And so, on to the benefits. In each case, we are talking about development teams that embrace SOA to the point that most of the development effort is focused on the creation and utilization of services.
Loosely Coupled Applications
Strictly speaking, coupling is the level of impact that two modules have on one another. From a developer's perspective, it is the odds that a change in one module will require a change in another. We have all seen tightly coupled systems. These are applications were developers are afraid to touch more procedures than necessary because they might cause the result of the application to break. The goal, whether we know it or not, is to create a loosely coupled environment. And services go a long way towards making such an environment a reality.
Consider for a moment what I consider to be the epitome of loosely coupled systems: a home entertainment system (Figure 1).
Figure 1 - A Loosely Coupled Home Entertainment System
Here are a whole bunch of different components (the exact number depends on how into electronic gadgets you are), frequently created by different manufacturers. The while the user interface can get complicated, between the devices the connections are quite simple. Just some wires that get plugged into standard sockets. Need to replace one of the element? No problem. Remove the wires connecting Component A to the system. Take Component A away. Insert Component B. Put the wires into the appropriate sockets. Turn things on and go. Talk about loosely coupled.
In software, a loosely coupled environment allows for changes to be made in how services are implemented without impacting other parts of the application. The only interaction between the application and the services is through the published interface. Which means that, so long as the interface doesn't change, how the functions are implemented are irrelevant to the calling application. Strict adherance to such an approach, an approach which is strongly enforced by SOA, can significantly reduce development by eliminate side-effect bugs caused by enhancements or bug fixes.
Another benefit accrued through the use of interfaces and the loosely coupled structure imposed by SOA is location transparency. By the time we're done, it will seem like many of the benefits achieved with SOA will come from this same place (interfaces, that is). In this instance, location transparency means that the consumer of the service doesn't care where the implementation of the service resides. Could be on the same server. Could be on a different server in the same subnet. Could be someplace across the Internet. From the caller's perspective, the location of the service has no impact on how a request for the service is made.
It might not be immediately obvious why location transparency is a good thing. And, in the most straightforward of environments, it doesn't really make a difference. However as the infrastructure supporting a set of web service becomes more complicated, this transparency increases in value. Say the implementing server needs to be moved. Since the client doesn't care where the service is, the change can be made with no change required on the client. In fact, the client can even dynamically locate the implementation of the service that offers the best response time at the moment. Again, not something that is required for every situation, but when it's needed, location transparency is certainly a nice tool to have in your arsenal.

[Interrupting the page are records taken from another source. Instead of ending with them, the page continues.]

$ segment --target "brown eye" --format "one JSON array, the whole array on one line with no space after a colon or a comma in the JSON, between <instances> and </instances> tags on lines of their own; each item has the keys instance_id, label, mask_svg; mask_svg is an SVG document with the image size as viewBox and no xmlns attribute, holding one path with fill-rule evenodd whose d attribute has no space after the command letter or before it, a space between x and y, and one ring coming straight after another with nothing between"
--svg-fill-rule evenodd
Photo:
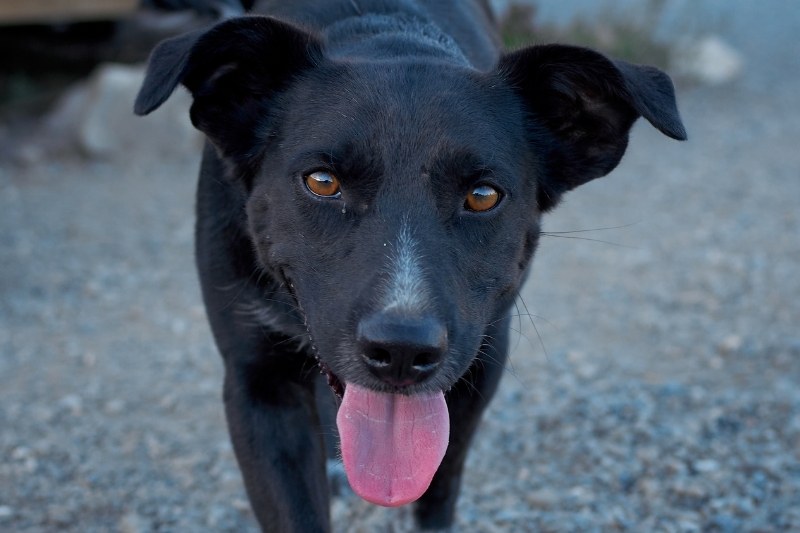
<instances>
[{"instance_id":1,"label":"brown eye","mask_svg":"<svg viewBox=\"0 0 800 533\"><path fill-rule=\"evenodd\" d=\"M319 170L306 175L306 187L317 196L324 196L326 198L338 198L342 192L339 187L339 178Z\"/></svg>"},{"instance_id":2,"label":"brown eye","mask_svg":"<svg viewBox=\"0 0 800 533\"><path fill-rule=\"evenodd\" d=\"M481 213L488 211L500 202L500 192L489 185L478 185L467 194L464 207L469 211Z\"/></svg>"}]
</instances>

Functional reuse has been one of the holy grails for developers since the first lines of code were written. Traditionally, however, it has been hard to achieve for a number of reasons. It is difficult for developers to find a list of the already implemented functions. Once found, there is no document that describes the expected list of parameters. If the function has been developed on a different platform or even in a different language, the need to translate (known technically as marshaling) the inbound and outbound values is daunting. All of these factors combine to make reuse more of a pipe dream than a reality.
The full-fledged implementation of a SOA can change this. The list of services can be discovered dynamically (using UDDI). The list of exposed methods, along with the required parameters and their types, are available through a WSDL document. The fact that even complex data structures can be recombined into a set of basic data types held together in an XML document makes the platform and language barrier obsolete. When designed and implemented properly, SOA provides the infrastructure that makes reuse possible. Not only possible, but because it is easy to consume services from either .NET or even the more traditional languages, developers are much more likely to use it. And ultimately, the lack of developer acceptance has always been the biggest barrier of all.
Focused Developer Roles
Almost be definition, a service-oriented architecture forces applications to have multiple layers. Each layer serves a particular purpose within the overall scope of the architecture. The basic layout of such an architecture can be seen in Figure 2.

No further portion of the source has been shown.